Loss of protein association causes cardiolipin degradation in Barth syndrome

• Published in: Nature chemical biology Vol. 12; no. 8; pp. 641 - 647
• Main Authors: Xu, Yang, Phoon, Colin K L, Berno, Bob, D'Souza, Kenneth, Hoedt, Esthelle, Zhang, Guoan, Neubert, Thomas A, Epand, Richard M, Ren, Mindong, Schlame, Michael
• Format: Journal Article
• Language: English
• Published: New York Nature Publishing Group US 01.08.2016
• Subjects: 101/58; 13; 631/92/1643; 631/92/287/1192; 64/24; 64/60; 692/699/75; Barth Syndrome - metabolism; Biochemical Engineering; Biochemistry; Bioorganic Chemistry; Cardiolipins - metabolism; Cell Biology; Chemistry; Chemistry/Food Science; Humans
• ISSN: 1552-4450; 1552-4469; 1552-4469
• DOI: 10.1038/nchembio.2113

Monolyso-cardiolipin (MLCL) accumulates in individuals with Barth syndrome, but this can be mitigated by stabilization of cardiolipin from metabolism to MLCL via assembly into supercomplexes of oxidative phosphorylation proteins.
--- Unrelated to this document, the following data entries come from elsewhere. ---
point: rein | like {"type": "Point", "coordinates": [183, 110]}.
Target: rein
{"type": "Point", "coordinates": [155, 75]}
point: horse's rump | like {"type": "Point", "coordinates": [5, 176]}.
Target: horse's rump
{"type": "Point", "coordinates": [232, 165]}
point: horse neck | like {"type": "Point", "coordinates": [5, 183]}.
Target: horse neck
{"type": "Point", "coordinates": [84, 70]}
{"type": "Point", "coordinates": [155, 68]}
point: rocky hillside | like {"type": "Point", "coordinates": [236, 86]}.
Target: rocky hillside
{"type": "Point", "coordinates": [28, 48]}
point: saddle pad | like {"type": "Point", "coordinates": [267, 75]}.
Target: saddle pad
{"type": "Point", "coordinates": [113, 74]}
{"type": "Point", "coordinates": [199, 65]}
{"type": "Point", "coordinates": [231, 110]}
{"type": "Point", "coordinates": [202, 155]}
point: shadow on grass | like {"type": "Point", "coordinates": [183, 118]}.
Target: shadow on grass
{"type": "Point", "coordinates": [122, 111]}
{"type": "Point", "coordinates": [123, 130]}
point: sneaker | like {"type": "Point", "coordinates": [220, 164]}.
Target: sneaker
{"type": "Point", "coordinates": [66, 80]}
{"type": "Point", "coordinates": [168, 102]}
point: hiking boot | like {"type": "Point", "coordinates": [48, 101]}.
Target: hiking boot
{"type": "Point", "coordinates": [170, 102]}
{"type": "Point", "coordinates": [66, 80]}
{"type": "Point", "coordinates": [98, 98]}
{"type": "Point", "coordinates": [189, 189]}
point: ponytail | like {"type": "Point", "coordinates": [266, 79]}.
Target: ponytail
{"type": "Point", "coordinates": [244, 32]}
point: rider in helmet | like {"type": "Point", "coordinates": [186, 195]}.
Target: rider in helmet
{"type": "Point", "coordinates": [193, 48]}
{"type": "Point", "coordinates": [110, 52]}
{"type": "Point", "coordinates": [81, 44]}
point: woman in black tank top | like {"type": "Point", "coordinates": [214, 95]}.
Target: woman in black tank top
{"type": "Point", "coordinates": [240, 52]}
This process was found to be defective in subjects with Barth syndrome. Cardiolipin is a specific mitochondrial phospholipid that has a high affinity for proteins and that stabilizes the assembly of supercomplexes involved in oxidative phosphorylation. We found that sequestration of cardiolipin in protein complexes is critical to protect it from degradation. The turnover of cardiolipin is slower by almost an order of magnitude than the turnover of other phospholipids. However, in subjects with Barth syndrome, cardiolipin is rapidly degraded via the intermediate monolyso-cardiolipin. Treatments that induce supercomplex assembly decrease the turnover of cardiolipin and the concentration of monolyso-cardiolipin, whereas dissociation of supercomplexes has the opposite effect. Our data suggest that cardiolipin is uniquely protected from normal lipid turnover by its association with proteins, but this association is compromised in subjects with Barth syndrome, leading cardiolipin to become unstable, which in turn causes the accumulation of monolyso-cardiolipin.